Design Impacts on Ram Air Vane Cooling in an Ultra-Compact Combustor

Abstract

Abstract The ultra-compact combustor (UCC) aims to decrease the length of gas turbine combustors using a unique design geometry which wraps a combustion chamber around the central axial flow. This distinctive design enables an out of the box type of cooling scheme to be investigated for the turbine inlet vanes, termed the hybrid guide vane (HGV) in the UCC. The leading edge of the HGV experiences only compressor exit air as combustion products do not interact with the vane upstream of the 14% axial chord location. Previous studies were conducted which computationally evaluated the viability of taking in freestream flow through the HGV stagnation region for use as coolant. Based on these studies, a six vane HGV was manufactured which incorporated a solid vane and five hollow vanes. Each of these vanes incorporated different features to vary the size of the internal plug, trailing edge exit, and film cooling holes.

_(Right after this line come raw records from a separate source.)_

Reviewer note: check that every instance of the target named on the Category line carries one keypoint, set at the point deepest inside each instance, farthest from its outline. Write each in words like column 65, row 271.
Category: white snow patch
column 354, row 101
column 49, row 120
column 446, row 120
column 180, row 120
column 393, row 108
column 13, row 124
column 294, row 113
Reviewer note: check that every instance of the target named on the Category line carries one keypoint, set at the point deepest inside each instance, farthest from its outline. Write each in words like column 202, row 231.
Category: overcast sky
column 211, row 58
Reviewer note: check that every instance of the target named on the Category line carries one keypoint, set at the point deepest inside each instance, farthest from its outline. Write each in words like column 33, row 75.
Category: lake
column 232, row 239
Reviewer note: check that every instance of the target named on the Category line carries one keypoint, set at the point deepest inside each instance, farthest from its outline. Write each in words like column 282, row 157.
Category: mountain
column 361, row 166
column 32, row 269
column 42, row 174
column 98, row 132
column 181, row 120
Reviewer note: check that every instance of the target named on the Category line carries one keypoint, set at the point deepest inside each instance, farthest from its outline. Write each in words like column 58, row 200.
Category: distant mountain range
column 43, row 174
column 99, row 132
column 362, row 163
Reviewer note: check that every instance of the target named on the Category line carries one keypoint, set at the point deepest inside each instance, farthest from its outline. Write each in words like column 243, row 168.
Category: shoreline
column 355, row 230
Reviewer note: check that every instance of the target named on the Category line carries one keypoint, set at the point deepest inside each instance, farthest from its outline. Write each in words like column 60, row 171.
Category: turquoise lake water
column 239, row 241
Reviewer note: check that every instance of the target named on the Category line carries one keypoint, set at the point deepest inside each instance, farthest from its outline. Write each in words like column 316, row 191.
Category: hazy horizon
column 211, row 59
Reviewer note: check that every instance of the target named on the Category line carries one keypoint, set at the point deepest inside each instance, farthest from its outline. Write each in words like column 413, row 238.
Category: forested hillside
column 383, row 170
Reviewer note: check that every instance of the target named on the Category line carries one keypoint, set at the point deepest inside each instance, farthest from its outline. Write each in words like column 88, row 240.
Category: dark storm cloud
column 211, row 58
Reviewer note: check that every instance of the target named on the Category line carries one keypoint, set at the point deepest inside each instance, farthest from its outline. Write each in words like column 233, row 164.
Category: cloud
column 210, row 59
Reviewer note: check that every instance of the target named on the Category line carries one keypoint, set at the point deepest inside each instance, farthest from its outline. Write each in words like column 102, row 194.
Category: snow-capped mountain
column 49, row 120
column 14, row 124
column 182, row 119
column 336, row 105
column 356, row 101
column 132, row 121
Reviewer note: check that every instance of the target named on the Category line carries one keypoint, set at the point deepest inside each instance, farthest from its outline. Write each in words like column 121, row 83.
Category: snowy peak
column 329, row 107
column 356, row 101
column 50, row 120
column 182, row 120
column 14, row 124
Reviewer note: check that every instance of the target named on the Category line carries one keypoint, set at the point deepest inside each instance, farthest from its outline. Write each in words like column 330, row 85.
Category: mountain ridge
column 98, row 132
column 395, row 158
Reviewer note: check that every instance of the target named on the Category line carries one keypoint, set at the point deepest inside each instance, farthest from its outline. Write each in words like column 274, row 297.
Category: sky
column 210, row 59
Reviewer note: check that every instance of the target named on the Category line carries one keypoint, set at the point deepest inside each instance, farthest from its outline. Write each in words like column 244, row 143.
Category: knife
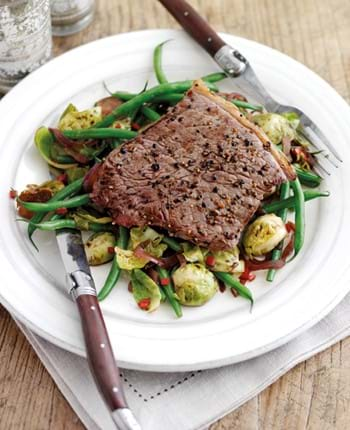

In the present study, the cooled HGV was experimentally analyzed using pressure, thermocouple, and infrared (IR) thermography measurements to evaluate internal coolant flowrates and pressure loss along with cooling performance. Furthermore, the vanes were compared to isolate the impact of design differences on vane cooling. It was found that the location of the internal plug and incorporation of film cooling holes had a minor impact on coolant flow and cooling. Additionally, results showed exit area had the largest impact on surface temperature and coolant mass flow where the largest exit area allowed less restricted coolant flow resulting in the lowest average surface temperature. However, completely blocking the exit slot forced coolant to exit only through film cooling holes, stagnating the majority of the internal flow, resulting in surface temperatures higher than the uncooled, solid vane.